Вытирался тоже в спешке, так что по телу еще катились капли, когда атаковал СВОЮ у столешницы.

– Ты поела? – выдохнул ей в затылок, сжимая ладонями талию.

– Да… – ответила со знакомой дрожью. – Поешь и ты… Я разогрела…

– Потом, – шепнул, проскальзывая пятерней под махровый халат с поражающей, сука, нетерпеливостью. Когда не нашел там ни сорочки, ни белья, в башку будто шило вогнали. – Охренеть… – выдал затяжным хрипом.

Кожа голая. Бархатная. Горячая. Моя.

В пальцах тотчас собралась пульсация. Побежала электричеством по телу. Мощной волной отключила мозг.

Развернул, резко распахнул халат, пустил по плечам, сжал желанную руками, вдохнул запах, начал целовать. СВОЯ вздрогнула, тяжело и рвано задышала, тихо застонала… Этот ее стон – допуск. Команда к наступлению.

Обвив рукой вокруг талии, поднял вверх и усадил на столешницу. Прошелся по обнаженному телу ладонями. Стиснул бедра. Нашел губами грудь. Сглатывая скопившуюся слюну, поймал ртом сосок, к которому, я уверен, до Севы, ни один язык не прикасался. Она дернулась. Не сразу приняла, что это может быть приятно. А потом как начала выдавать реакции! Меня трясло так, что буквально разлетался на куски, а она просила еще и еще. Тело ушло в такую податливость, словно разогретым воском стало.

– Руслан… Русик… Рус… – зачастила Люда по-новому, с высшей степенью интимности и полной отдачей.

Я вскинул голову. Нырнул в подернутые томной страстью глаза.

Когда положил ладонь между ног, она накрыла мою кисть своей. Вместе вдавили в кипящую и тягучую слизь. СВОЯ не отвела взгляда, даже когда задвигал пальцами.

– Не больно? – прохрипел, почти теряя контроль.

Мотнула головой.

Тогда я скинул с бедер полотенце, измазал член секретом, что оставался на кисти, и, взяв Люду за руку, вынудил обхватить ствол рукой.

Ее глаза расширились и потемнели. Но дергаться она не дергалась. Пока я медленно заставлял ее мне дрочить, лишь взбудораженно облизывала раскрасневшиеся губы.

Думая о том, как охуенно было бы ворваться между ними гудящей плотью, сунул в нее язык. Поцеловал с усилием. Но бережно. СВОЯ же.

И она так прижалась. Вся. Каждой клеткой.

Сквозь мою грудь прошел гребаный вырывающий сердце выстрел.

Я хотел пить. Мать вашу, дышать ею.

Но, блядь… Просто не мог. Не справлялся.

Ударная волна была столь сильной, что я понимал: нужно глушить.

Немедленно.

Оторвался. Открыл глаза, а они не видят. Перед взором черные точки агрессивно махались с цветными бликами.

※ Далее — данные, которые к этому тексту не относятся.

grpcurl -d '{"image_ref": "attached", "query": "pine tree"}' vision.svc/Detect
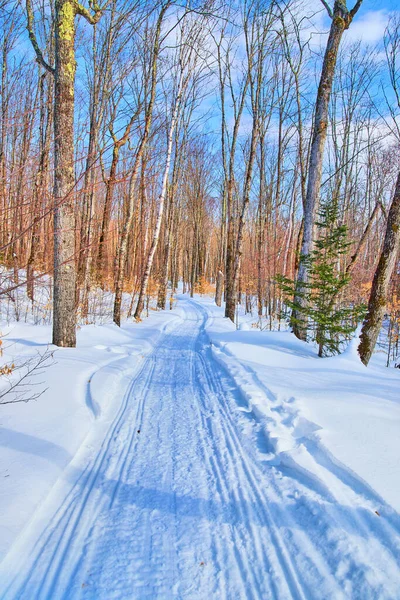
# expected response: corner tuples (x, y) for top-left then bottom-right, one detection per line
(278, 200), (363, 356)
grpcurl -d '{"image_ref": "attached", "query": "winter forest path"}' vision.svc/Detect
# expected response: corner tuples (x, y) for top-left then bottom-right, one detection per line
(0, 299), (400, 600)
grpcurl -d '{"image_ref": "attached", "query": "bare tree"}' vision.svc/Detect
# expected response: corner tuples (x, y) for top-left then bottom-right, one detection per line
(358, 18), (400, 365)
(293, 0), (362, 339)
(26, 0), (105, 347)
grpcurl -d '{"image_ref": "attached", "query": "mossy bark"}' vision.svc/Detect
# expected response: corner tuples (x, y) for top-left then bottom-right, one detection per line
(53, 0), (76, 347)
(292, 0), (352, 340)
(358, 172), (400, 365)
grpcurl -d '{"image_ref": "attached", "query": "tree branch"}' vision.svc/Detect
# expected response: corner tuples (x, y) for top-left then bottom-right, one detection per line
(26, 0), (54, 75)
(350, 0), (362, 19)
(321, 0), (333, 19)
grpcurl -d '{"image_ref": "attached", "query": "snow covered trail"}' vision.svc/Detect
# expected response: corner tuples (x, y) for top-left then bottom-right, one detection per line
(0, 299), (400, 600)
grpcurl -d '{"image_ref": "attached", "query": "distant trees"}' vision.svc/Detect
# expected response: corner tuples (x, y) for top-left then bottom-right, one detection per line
(0, 0), (400, 364)
(293, 0), (362, 339)
(358, 18), (400, 365)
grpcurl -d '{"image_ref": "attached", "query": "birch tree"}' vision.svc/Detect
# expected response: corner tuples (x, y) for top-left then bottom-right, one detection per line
(293, 0), (362, 339)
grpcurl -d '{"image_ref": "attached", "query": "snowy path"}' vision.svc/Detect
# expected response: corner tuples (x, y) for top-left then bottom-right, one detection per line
(0, 300), (400, 600)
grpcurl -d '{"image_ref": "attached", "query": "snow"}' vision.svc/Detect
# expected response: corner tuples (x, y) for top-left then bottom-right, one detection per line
(0, 295), (400, 600)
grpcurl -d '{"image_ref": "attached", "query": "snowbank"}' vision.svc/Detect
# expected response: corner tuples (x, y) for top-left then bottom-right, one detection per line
(196, 298), (400, 514)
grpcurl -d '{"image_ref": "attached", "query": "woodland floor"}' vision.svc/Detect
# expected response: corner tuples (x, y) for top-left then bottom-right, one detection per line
(0, 296), (400, 600)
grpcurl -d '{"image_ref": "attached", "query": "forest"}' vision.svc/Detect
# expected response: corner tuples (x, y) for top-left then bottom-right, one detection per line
(0, 0), (400, 600)
(0, 0), (400, 364)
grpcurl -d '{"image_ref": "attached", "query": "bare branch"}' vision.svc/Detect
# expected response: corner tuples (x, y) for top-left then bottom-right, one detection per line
(321, 0), (333, 19)
(26, 0), (55, 75)
(75, 0), (109, 25)
(350, 0), (362, 19)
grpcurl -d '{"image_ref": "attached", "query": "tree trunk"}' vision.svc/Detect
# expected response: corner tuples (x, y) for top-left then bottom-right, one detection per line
(215, 271), (224, 306)
(53, 0), (76, 347)
(293, 0), (361, 340)
(358, 172), (400, 365)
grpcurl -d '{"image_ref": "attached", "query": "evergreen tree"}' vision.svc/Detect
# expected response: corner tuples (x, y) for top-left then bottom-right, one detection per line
(278, 201), (364, 356)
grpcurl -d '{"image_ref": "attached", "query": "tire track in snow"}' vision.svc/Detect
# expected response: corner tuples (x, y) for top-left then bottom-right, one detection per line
(0, 300), (398, 600)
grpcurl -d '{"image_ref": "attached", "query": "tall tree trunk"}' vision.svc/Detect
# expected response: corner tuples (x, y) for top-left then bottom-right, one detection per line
(358, 172), (400, 365)
(113, 2), (170, 326)
(53, 0), (76, 347)
(293, 0), (362, 340)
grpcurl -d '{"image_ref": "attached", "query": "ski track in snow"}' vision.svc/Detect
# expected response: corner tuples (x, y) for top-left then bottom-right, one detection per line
(0, 299), (400, 600)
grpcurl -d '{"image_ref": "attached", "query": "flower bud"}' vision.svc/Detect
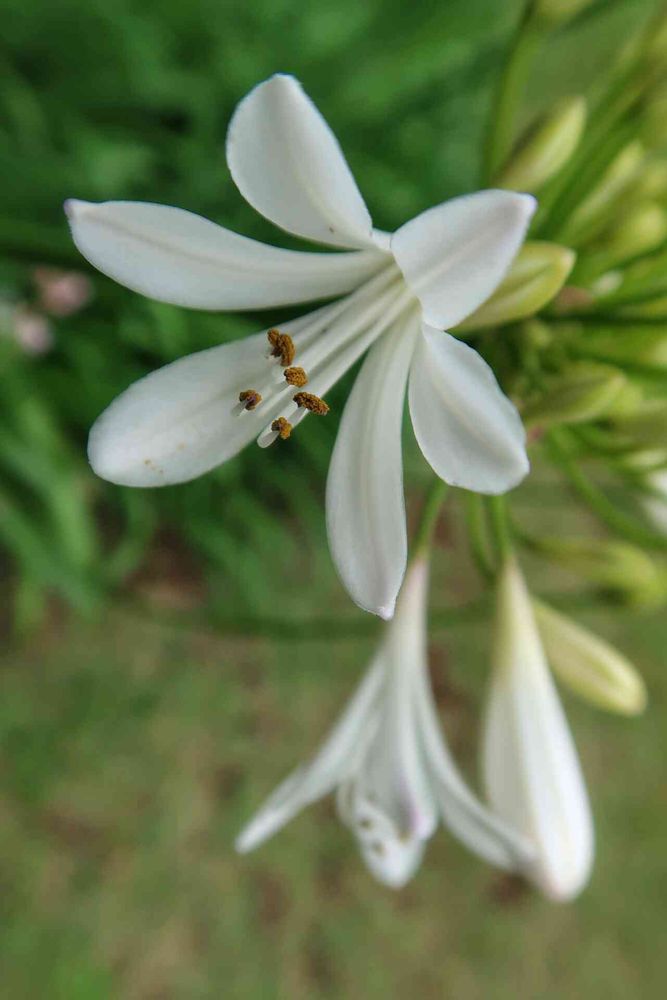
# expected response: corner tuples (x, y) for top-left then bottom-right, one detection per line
(522, 361), (626, 426)
(535, 0), (593, 25)
(563, 140), (646, 244)
(496, 97), (586, 193)
(603, 201), (667, 267)
(614, 399), (667, 448)
(533, 600), (646, 715)
(642, 466), (667, 535)
(533, 535), (665, 606)
(457, 240), (575, 330)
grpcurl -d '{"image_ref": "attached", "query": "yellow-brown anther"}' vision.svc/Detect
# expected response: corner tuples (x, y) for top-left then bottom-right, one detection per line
(294, 392), (329, 415)
(239, 389), (262, 410)
(271, 417), (292, 441)
(266, 328), (296, 368)
(285, 368), (308, 388)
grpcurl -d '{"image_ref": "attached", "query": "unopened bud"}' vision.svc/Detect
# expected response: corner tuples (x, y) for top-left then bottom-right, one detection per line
(634, 160), (667, 199)
(587, 330), (667, 370)
(533, 600), (646, 715)
(535, 0), (593, 24)
(614, 399), (667, 450)
(534, 536), (665, 606)
(563, 140), (646, 244)
(458, 240), (576, 330)
(603, 201), (667, 267)
(496, 97), (586, 192)
(522, 361), (626, 426)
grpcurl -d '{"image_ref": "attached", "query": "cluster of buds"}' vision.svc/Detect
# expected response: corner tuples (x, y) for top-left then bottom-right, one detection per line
(457, 0), (667, 606)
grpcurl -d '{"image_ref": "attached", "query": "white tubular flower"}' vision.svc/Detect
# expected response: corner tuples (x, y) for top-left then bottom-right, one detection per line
(66, 75), (535, 618)
(236, 558), (534, 888)
(482, 558), (593, 901)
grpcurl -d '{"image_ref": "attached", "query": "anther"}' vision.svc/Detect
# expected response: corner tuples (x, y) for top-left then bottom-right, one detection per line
(271, 417), (292, 441)
(266, 327), (296, 368)
(239, 389), (262, 410)
(285, 368), (308, 388)
(293, 392), (329, 415)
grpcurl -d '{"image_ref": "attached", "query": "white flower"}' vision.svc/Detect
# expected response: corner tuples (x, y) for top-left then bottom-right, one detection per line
(482, 558), (593, 900)
(237, 558), (533, 888)
(66, 75), (535, 618)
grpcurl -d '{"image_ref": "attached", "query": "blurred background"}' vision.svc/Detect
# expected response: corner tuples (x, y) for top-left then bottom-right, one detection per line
(0, 0), (667, 1000)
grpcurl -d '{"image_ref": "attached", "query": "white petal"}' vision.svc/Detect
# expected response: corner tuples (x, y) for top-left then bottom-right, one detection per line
(390, 558), (532, 869)
(88, 334), (280, 486)
(483, 560), (593, 900)
(236, 661), (384, 852)
(327, 321), (417, 618)
(227, 74), (374, 247)
(409, 325), (529, 493)
(338, 782), (426, 889)
(65, 200), (387, 309)
(391, 191), (537, 329)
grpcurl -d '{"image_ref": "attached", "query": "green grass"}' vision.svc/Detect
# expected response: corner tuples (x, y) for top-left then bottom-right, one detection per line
(0, 0), (667, 1000)
(0, 516), (667, 1000)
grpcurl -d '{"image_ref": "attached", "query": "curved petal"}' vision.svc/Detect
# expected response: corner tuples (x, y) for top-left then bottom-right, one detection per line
(409, 325), (529, 493)
(236, 661), (383, 853)
(338, 781), (426, 889)
(227, 73), (374, 247)
(326, 323), (417, 618)
(88, 333), (284, 486)
(65, 200), (387, 309)
(391, 191), (537, 329)
(482, 560), (593, 900)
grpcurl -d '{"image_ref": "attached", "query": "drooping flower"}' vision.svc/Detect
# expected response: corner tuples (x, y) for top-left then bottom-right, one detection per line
(66, 75), (535, 618)
(482, 558), (593, 900)
(237, 557), (533, 888)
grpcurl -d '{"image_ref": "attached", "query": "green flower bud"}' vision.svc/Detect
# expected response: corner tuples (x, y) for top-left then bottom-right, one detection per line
(533, 600), (646, 715)
(634, 159), (667, 199)
(614, 399), (667, 450)
(587, 328), (667, 368)
(533, 535), (667, 606)
(563, 140), (646, 244)
(521, 361), (626, 427)
(496, 97), (586, 192)
(457, 240), (576, 330)
(535, 0), (593, 24)
(603, 201), (667, 267)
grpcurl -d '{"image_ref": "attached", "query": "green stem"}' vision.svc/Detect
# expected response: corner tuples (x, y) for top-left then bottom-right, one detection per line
(546, 428), (667, 552)
(487, 496), (512, 566)
(483, 0), (544, 184)
(465, 493), (496, 583)
(413, 479), (447, 556)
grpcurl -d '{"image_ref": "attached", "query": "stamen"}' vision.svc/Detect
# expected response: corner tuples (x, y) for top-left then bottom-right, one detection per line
(239, 389), (262, 410)
(294, 392), (329, 416)
(271, 417), (292, 441)
(285, 368), (308, 387)
(266, 327), (296, 368)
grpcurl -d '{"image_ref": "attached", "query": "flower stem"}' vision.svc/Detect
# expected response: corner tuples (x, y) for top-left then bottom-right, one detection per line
(465, 493), (495, 583)
(487, 496), (512, 567)
(413, 479), (447, 557)
(483, 0), (544, 184)
(547, 428), (667, 551)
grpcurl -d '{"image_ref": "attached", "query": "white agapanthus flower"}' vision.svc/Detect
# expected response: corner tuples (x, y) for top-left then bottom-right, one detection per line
(66, 75), (535, 618)
(482, 558), (593, 900)
(237, 558), (534, 888)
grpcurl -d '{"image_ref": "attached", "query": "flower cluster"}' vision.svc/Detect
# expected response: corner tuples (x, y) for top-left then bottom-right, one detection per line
(66, 0), (667, 900)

– Сзади. Не против? – рубанул пониженными.

Люда не ответила. Только кивнула, и я, хвала Господу, смог это различить.

Сдернув с нее халат уже полностью, развернул к кухонному гарнитуру лицом и показал, как прогнуться. На инстинктах оценил и те самые ягодицы, о которых грезил, блядь, вовсе не по-солдатски, и розовую раковину между ног. Давление, сука позорная, тут же взяло критический подъем.